Gerade erst sah ich außerdem erstaunt Werbung für eine Kühl-Gefrierkombination, die nicht von Bosch oder Miele, sondern vom Hersteller meines Handys produziert wird. Das mannshohe Gerät hat ein Display in der Größe einer Stadionanzeigetafel, auf dem das Fernsehprogramm aus dem Wohnzimmer gespiegelt wird und laufend Text-, Video- oder Voicemail-Nachrichten sämtlicher Familienmitglieder auflaufen. Sogar das Wetter wird angezeigt. Das ist nützlich, weil es ja immer mehr junge Menschen gibt, die gar nicht wissen, dass es Windows nicht nur auf dem Computer, sondern auch in der Hauswand gibt und man dadurch auch noch analoges Echt-Wetter angucken kann.

Der Name "Kühlschrank" wäre für diesen vernetzten Froster natürlich viel zu profan. Deshalb heißt er "Familiy Hub". Hub ist keine Anspielung auf den ebenfalls relativ unterkühlten holländischen Ex-Schalke-Trainer Stevens, sondern der Fachbegriff für ein digitales Kopplungsinstrument. Schließt man die Tür dieser Familienkupplung, machen drei hochauflösende Innenraumkameras Fotos der vorhandenen Lebensmittel, die automatisch mit der digitalen Einkaufsliste auf der Smartphone-App synchronisiert werden. Bestimmt gibt es dafür bald auch eine Diät-Extension, bei der das Handy der EC-Karte verbietet, das Ersetzen vom Family Hub als aufgebraucht gemeldeter Tiefkühl-Pommes und Mayo zu bezahlen.

Damit sich die ganzen Apps und Geräte überhaupt verstehen, muss man übrigens dauernd Updates machen. "Update" ist Englisch und heißt übersetzt: "danach funktioniert nichts mehr" ...

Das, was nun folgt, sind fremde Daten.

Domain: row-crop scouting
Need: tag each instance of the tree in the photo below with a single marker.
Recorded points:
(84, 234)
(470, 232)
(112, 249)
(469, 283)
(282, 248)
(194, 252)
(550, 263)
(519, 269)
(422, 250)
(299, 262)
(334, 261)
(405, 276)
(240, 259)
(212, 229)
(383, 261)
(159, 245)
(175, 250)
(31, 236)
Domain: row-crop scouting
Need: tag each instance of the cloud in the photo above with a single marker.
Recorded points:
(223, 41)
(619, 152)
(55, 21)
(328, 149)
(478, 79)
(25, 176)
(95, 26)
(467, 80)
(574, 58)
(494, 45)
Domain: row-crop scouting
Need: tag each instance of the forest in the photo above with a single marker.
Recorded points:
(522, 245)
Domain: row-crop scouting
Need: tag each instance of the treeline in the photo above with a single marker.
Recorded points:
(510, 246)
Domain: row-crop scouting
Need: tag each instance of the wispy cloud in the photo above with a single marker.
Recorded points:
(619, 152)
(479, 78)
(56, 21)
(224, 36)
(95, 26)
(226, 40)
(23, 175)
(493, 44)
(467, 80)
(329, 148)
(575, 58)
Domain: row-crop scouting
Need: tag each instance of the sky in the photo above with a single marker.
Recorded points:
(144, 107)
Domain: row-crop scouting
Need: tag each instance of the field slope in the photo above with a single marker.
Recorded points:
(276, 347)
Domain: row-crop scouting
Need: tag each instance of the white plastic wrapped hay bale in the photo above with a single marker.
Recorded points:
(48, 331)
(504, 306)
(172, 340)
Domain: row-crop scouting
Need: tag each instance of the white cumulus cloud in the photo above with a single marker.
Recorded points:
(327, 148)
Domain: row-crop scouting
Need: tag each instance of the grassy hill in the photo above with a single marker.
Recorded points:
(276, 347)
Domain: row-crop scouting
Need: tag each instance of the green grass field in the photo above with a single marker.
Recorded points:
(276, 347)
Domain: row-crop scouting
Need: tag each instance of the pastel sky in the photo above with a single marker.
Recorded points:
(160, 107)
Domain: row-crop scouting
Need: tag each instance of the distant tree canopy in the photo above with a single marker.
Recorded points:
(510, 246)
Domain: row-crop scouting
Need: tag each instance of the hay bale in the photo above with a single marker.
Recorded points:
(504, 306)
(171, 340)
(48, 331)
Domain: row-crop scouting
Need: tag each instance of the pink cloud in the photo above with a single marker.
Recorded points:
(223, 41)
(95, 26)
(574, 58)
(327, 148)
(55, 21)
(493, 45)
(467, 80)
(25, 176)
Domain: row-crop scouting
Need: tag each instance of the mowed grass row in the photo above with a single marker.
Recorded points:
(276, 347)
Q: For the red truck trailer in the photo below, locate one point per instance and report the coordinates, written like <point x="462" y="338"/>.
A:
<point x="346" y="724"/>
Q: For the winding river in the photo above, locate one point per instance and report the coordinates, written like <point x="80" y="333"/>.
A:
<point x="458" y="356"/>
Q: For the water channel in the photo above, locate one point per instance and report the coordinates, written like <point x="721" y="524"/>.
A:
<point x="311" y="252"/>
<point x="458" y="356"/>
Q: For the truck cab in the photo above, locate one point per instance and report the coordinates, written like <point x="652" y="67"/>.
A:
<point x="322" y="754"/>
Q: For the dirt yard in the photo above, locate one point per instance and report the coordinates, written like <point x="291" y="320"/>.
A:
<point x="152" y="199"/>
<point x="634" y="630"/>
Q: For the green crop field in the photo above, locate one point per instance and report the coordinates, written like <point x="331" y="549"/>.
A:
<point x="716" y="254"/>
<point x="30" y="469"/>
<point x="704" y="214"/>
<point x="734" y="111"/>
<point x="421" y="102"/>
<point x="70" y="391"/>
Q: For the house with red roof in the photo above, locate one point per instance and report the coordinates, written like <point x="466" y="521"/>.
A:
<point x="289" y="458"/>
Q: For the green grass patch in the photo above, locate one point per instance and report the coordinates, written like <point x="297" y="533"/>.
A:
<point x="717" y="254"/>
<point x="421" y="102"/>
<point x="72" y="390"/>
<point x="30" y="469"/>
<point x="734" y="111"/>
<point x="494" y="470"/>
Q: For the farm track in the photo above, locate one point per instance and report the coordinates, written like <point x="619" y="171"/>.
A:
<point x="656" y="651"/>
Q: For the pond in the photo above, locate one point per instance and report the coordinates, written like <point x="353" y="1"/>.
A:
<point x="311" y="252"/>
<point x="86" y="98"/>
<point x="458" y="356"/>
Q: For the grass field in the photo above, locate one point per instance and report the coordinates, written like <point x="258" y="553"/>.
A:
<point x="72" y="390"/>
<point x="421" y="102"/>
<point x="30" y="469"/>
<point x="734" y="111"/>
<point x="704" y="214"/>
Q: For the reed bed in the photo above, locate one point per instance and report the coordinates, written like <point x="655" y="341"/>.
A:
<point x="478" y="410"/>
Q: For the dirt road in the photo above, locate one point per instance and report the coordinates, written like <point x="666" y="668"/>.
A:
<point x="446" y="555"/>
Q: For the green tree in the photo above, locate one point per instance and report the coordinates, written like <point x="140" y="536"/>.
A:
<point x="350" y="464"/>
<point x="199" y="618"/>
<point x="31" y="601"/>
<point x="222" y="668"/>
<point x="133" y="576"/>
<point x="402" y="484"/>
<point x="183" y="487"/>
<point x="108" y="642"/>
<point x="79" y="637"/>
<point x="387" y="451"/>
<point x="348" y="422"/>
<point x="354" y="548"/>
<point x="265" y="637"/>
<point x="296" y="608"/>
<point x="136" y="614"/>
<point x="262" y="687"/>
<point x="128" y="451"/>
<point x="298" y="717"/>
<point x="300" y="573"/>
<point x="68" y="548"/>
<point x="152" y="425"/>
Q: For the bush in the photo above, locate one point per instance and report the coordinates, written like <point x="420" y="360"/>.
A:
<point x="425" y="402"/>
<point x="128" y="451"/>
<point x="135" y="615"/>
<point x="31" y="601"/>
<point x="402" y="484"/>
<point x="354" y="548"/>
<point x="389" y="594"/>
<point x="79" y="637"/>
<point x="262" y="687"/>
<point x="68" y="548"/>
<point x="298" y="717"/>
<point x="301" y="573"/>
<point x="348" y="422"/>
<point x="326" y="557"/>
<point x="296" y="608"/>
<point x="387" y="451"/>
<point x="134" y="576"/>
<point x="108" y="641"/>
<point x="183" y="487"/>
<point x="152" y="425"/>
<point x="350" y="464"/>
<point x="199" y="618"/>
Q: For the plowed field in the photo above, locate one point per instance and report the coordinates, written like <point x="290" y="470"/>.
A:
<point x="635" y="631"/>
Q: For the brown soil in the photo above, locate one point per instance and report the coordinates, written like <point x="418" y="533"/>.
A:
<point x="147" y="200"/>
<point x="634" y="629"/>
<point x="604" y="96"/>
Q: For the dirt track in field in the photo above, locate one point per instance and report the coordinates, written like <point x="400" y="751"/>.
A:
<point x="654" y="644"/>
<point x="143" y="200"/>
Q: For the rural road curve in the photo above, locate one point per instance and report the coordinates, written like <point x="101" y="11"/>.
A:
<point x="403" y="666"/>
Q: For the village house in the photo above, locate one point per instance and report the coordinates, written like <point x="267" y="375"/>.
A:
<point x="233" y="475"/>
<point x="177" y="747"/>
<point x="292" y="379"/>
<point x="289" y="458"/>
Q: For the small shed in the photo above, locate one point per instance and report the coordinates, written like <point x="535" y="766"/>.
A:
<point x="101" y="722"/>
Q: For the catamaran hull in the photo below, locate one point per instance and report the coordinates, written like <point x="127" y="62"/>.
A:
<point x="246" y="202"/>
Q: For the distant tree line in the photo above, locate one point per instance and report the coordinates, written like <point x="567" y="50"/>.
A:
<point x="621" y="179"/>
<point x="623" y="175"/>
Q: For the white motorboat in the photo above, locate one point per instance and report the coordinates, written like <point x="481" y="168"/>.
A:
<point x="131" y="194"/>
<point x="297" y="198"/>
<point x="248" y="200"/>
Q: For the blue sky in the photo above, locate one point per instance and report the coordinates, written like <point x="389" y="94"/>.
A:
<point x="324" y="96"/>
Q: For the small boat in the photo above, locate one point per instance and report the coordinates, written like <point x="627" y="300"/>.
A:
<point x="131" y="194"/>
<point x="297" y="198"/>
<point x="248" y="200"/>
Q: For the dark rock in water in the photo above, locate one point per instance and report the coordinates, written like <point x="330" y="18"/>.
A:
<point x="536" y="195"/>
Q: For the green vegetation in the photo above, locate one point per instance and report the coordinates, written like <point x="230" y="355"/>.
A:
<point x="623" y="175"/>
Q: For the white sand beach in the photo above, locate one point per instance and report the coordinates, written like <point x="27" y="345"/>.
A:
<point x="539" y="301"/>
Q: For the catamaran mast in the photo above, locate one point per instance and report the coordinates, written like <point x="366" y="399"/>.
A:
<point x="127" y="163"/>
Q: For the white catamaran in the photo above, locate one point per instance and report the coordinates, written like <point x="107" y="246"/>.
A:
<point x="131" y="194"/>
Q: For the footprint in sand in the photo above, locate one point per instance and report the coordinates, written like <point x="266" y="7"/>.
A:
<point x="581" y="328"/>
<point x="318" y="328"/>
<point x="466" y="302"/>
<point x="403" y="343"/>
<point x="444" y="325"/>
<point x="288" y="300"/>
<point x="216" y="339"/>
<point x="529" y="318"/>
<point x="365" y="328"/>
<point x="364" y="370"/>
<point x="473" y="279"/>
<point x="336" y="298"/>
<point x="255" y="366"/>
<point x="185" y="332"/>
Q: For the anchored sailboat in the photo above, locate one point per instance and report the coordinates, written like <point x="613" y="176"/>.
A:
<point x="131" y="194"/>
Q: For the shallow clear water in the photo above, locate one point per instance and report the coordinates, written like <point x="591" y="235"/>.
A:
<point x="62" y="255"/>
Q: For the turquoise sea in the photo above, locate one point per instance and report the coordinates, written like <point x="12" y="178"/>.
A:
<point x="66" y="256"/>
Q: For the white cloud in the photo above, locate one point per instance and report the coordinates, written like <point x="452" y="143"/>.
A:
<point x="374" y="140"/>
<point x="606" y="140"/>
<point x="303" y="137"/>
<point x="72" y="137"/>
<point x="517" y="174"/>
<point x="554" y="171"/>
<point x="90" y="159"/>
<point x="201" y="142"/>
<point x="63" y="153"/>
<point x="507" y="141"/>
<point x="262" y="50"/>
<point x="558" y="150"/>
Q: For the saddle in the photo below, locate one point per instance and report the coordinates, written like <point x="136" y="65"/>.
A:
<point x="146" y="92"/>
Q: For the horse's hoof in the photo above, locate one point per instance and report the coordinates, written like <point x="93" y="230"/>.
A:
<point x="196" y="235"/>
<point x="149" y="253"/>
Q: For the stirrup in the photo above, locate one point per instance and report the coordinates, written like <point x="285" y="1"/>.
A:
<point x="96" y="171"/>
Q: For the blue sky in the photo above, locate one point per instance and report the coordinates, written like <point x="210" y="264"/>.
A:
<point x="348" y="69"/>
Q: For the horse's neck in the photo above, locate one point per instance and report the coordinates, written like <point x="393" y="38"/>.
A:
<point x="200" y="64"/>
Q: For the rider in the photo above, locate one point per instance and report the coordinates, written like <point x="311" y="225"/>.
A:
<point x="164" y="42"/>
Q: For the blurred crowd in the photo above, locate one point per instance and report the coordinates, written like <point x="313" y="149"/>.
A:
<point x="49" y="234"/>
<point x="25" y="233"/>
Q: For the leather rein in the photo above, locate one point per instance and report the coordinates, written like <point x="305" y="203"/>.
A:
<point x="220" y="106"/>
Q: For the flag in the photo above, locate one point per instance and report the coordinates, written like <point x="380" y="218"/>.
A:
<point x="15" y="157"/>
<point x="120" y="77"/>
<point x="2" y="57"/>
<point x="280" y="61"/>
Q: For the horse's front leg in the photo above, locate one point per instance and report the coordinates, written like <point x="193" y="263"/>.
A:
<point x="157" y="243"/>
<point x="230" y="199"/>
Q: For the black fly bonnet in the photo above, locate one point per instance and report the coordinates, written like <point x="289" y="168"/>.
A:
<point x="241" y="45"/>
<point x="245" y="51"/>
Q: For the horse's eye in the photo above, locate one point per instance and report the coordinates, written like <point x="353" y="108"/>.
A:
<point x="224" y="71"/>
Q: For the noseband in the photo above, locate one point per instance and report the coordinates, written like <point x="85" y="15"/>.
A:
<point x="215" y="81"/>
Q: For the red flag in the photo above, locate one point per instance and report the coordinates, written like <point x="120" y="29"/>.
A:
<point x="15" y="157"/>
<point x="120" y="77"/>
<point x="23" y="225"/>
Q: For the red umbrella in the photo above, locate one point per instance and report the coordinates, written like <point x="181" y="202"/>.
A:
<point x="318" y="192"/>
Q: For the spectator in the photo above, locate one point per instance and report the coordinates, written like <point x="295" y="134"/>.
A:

Oh, Moment mal! Ich muss leider schnell Schluss machen. Die Überwachungskamera an unserer smarten Haustür meldet soeben per MMS einen Einbruchsversuch. Das Foto zeigt die kleine Tochter der Nachbarn, die gerade unser Schloss aufbohrt. Neben ihr sitzt eine blonde Puppe mit blauen Augen.

Bis die Tage!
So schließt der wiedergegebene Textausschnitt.